There is, of course, ample evidence of the value to patients of applying the techniques of clinical observation to finding new uses for drugs. Sildenafil citrate (Viagra) and thalidomide (Thalomid) are classic examples of drugs that ended up being used in entirely unexpected ways, and the expanding sphere of clinical influence for many new drugs on the market — including the highly target-specific kinase inhibitor imatinib mesylate (Glivec/Gleevec), and indeed memantine (Namenda/Ebixa), which is featured in this month's 'Fresh from the Pipeline' article on page 109 as the first licensed therapy for moderate to severe Alzheimer's disease — is testimony to the power of this approach. Using every available resource to colonize all possible 'therapeutic space' around a drug might seem an obvious thing to do, but considering the relative energies currently devoted to technological development and clinical investigation makes one doubtful that the climate supports exploring every potential avenue for existing products.

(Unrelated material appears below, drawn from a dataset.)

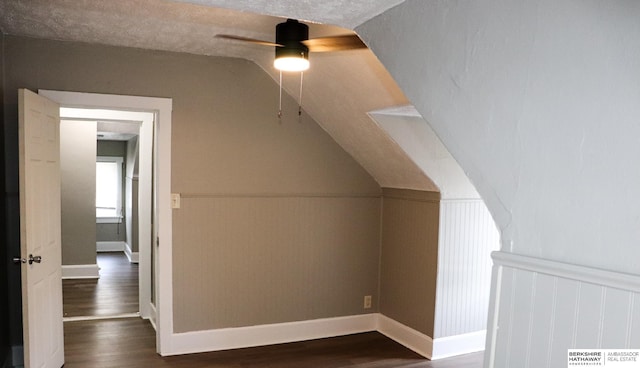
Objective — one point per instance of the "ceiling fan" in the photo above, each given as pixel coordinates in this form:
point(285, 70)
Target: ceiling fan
point(293, 45)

Expanding the therapeutic coverage of existing products might sound like a directive from the marketing division, whose reach back through the pipeline is already feared by scientists throughout the industry. But whereas marketing's job should properly be to help in identifying patient populations with unmet treatment needs, investing in a more experimental approach to clinical studies should be a cornerstone of the science behind drug development. To squeeze in a family analogy, my great-grandparents had one daughter every two years for 12 years (a production rate not that different from many pharma companies). When complimented once on the fine resources they had in their seven girls aged between 6 and 18, my great-grandfather replied, “Ah yes, but one must husband one's resources.” So it is with drugs, and husbandry is serious science.